The Car Connection Volkswagen e-Golf Overview
For buyers comfortable with an all-electric car that utterly blends into the background, the Volkswagen e-Golf is the perfect choice—if their local VW dealer carries and services it. Volkswagen has limited the rollout of the VW e-Golf by starting on the West Coast and in Northeast states, meaning it is not available at every dealership.
With the e-Golf, Volkswagen has a fully electric car on sale in the U.S. to compete with others in the growing class. From the outside, bystanders would be challenged to identify Volkswagen's e-Golf as an electric car on looks alone.
An update to the e-Golf is expected for the 2018 model year, when the battery capacity is likely to increase to provide a range of 100 miles or more, keeping Volkswagen's only electric car competitive with the Nissan Leaf and BMW i3, among others.

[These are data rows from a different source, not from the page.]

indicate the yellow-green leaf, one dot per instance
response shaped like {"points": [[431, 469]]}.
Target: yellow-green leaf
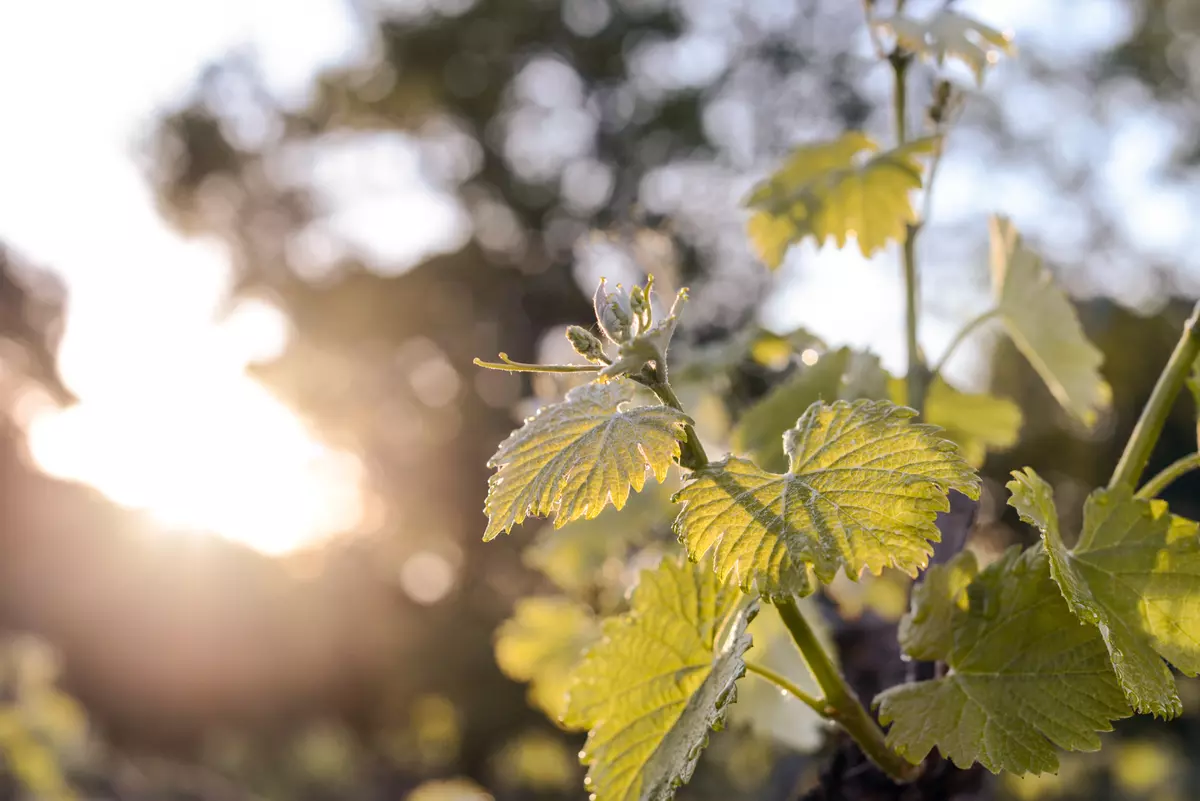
{"points": [[841, 190], [575, 555], [659, 680], [1044, 326], [761, 428], [574, 458], [978, 422], [863, 488], [541, 644], [1024, 676], [948, 34], [1135, 574]]}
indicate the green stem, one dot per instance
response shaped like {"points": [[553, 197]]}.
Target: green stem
{"points": [[959, 338], [841, 703], [1153, 416], [510, 366], [1155, 487], [917, 377], [783, 682], [693, 455]]}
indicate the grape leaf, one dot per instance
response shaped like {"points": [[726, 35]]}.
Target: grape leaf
{"points": [[976, 422], [574, 556], [760, 705], [949, 34], [541, 643], [1135, 574], [761, 428], [659, 680], [1043, 325], [835, 190], [575, 457], [862, 492], [1025, 674]]}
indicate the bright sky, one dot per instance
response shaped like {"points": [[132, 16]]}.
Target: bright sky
{"points": [[168, 421]]}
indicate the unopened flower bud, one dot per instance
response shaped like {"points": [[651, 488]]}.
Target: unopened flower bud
{"points": [[613, 312], [585, 343]]}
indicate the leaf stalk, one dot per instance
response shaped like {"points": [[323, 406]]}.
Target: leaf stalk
{"points": [[816, 704], [841, 703], [1153, 416]]}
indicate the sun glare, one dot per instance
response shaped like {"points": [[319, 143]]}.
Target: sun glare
{"points": [[204, 447]]}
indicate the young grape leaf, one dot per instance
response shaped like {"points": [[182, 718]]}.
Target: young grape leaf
{"points": [[660, 678], [761, 428], [1135, 574], [949, 34], [835, 190], [575, 457], [1025, 674], [541, 643], [1043, 325], [760, 705], [863, 488], [574, 556], [977, 422]]}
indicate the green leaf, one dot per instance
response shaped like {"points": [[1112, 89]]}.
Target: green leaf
{"points": [[1135, 574], [541, 643], [863, 488], [949, 35], [659, 680], [761, 428], [1025, 674], [575, 457], [977, 422], [928, 631], [575, 555], [647, 345], [1044, 326], [835, 190], [761, 706]]}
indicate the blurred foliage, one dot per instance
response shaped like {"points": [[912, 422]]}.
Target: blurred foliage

MORE: Read our 2017 Volkswagen e-Golf review
Otherwise, the Volkswagen e-Golf is largely indistinguishable from its gasoline brethren. Aside from slight trim and styling differences, unique wheels and tires, and some badges, there's very little to distinguish it as an electric car to onlookers. Except, of course, the utter lack of noise from a combustion engine.
From the outside, the VW e-Golf is—well, it's a Golf. In its seventh generation, the Golf a conservatively styled, crisp-edged five-door hatchback clearly descended from the first Golf/Rabbit to hit U.S. shores more than four decades ago. The e-Golf interior is virtually identical to that of any other current Golf. Exterior differentiation includes different taillight detailing, more-aerodynamic wheel designs, and different grille inserts with smaller actual openings for air to pass through.
The powertrain and technical specs of the Volkswagen e-Golf almost echo those of the market-leading Nissan Leaf. Both use air-cooled lithium-ion battery packs of about 24 kwh to power electric motors that drive the front wheels. The e-Golf's 85-kw (114-horsepower) electric motor is just fractionally more powerful than the Leaf's 80-kw (110-hp) motor. The e-Golf can charge at up to 7.2 kw, meaning it finishes recharging a little quicker than the Leaf, which has a 6.6-kw charger.
The e-Golf and Leaf are also both five-seat, five-door hatchbacks with similar interior volumes—91 cubic feet for the e-Golf against 92 for the Leaf. Only in cargo volume does the e-Golf fall short; its 17 cubic feet are adequate but less than the Leaf's, possibly a result of compromises made to accommodate other powertrains (and perhaps fuel tanks) in the conventional versions of the Golf.
On the road, the e-Golf is clearly heavier than the other Golfs, but it retains the somewhat sporty feel and predictable roadholding of its siblings. Volkswagen estimates that the 2017 e-Golf's range is 124 miles (up from 84 miles when it was first launched), and it returns 116 MPGe in the EPA's testing—among the top tier of electric vehicles. (Miles per gallon equivalent, or MPGe, is a measure of how far a car can travel on the same amount of electrical energy as contained in one gallon of gasoline.)
While the first model year of e-Golfs were all the top trim, there are now two trim levels: the SE is the base model starts right around $30,000, while the more luxurious SEL Premium model adds almost $6,000 to that.
Other all-electric five-door compact hatchbacks that compete with the VW e-Golf—besides the Nissan Leaf, that is—include the BMW i3, the Mercedes-Benz B-Class Electric Drive, Chevrolet Bolt EV, and the low-volume Ford Focus Electric, which also has limited availability.
A second, and less expensive, trim level was added for 2016, and it continued unchanged for 2017.